In general, a SYPRO Ruby dye is well known as a sensitive fluorescence-based method for detecting proteins by one-or two-dimensional SDS-PAGE (1-DE or 2-DE). Based on the SYPRO Ruby dye system, the combined two-dimensional fibrin zymography (2-D FZ) with SYPRO Ruby staining was newly developed to identify the Bacillus sp. proteases. Namely, complex protein mixtures from Bacillus sp. DJ-4, which were screened from Doen-Jang (Korean traditional fermented food), showed activity on the zymogram gel. The gel spots on the SYPRO Ruby gel, which corresponded to the active spots showing on the 2-D FZ gel, were analyzed by a matrix-assisted laser desorption ionization time of flight (MALDI-TOF) mass spectrometric analysis. Five intracellular fibrinolytic enzymes of Bacillus sp. DJ-4 were detected through 2-D FZ. The gel spots on the SYPRO Ruby dye stained 2-D gel corresponding to 2-D FZ were then analyzed by MALID TOF MS. Three of the five gel spots proved to be quite similar to the ATP-dependent protease, extracellular neutral metalloprotease, and protease of Bacillus subtilis.

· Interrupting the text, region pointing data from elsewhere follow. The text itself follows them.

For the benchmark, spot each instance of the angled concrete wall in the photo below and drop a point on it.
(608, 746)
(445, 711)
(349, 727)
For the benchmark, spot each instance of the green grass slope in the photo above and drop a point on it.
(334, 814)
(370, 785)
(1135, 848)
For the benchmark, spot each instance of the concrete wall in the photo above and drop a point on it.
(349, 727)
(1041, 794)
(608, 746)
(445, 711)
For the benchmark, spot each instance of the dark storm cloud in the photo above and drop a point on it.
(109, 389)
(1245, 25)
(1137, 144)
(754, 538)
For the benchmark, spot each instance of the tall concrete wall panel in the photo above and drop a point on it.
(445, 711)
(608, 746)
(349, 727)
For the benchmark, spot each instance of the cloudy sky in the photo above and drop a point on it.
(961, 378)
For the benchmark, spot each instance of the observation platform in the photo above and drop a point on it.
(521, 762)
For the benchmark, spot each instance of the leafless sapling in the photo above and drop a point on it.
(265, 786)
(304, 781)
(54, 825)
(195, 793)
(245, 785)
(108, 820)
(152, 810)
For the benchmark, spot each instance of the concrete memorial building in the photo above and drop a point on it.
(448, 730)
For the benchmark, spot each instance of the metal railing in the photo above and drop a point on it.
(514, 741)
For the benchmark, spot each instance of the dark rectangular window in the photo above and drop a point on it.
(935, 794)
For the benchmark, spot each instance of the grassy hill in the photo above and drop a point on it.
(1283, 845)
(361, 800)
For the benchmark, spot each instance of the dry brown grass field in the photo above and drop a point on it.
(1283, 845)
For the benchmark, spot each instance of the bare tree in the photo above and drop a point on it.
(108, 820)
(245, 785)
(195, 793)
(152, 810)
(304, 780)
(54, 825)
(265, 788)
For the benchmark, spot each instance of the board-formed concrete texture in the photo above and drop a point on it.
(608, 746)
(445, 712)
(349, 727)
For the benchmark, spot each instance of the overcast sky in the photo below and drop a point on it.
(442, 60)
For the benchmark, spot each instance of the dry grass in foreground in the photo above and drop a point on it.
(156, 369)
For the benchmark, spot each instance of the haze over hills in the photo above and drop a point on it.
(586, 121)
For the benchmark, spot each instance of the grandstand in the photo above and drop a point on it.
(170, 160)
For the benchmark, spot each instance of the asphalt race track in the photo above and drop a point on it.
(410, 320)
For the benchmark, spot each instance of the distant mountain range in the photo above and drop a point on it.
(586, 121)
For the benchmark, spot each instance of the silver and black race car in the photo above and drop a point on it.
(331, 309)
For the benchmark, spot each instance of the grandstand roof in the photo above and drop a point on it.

Also, the extracellular proteases of Bacillus sp. DJ-4 employing this combined system were identified on three gels (e.g., casein, fibrin, and gelatin) and the proteolytic maps were established. This combined system of 2-D zymography and SYPRO Ruby dye should be useful for searching the specific protease from complex protein mixtures of many other sources (e.g., yeast and cancer cell lines).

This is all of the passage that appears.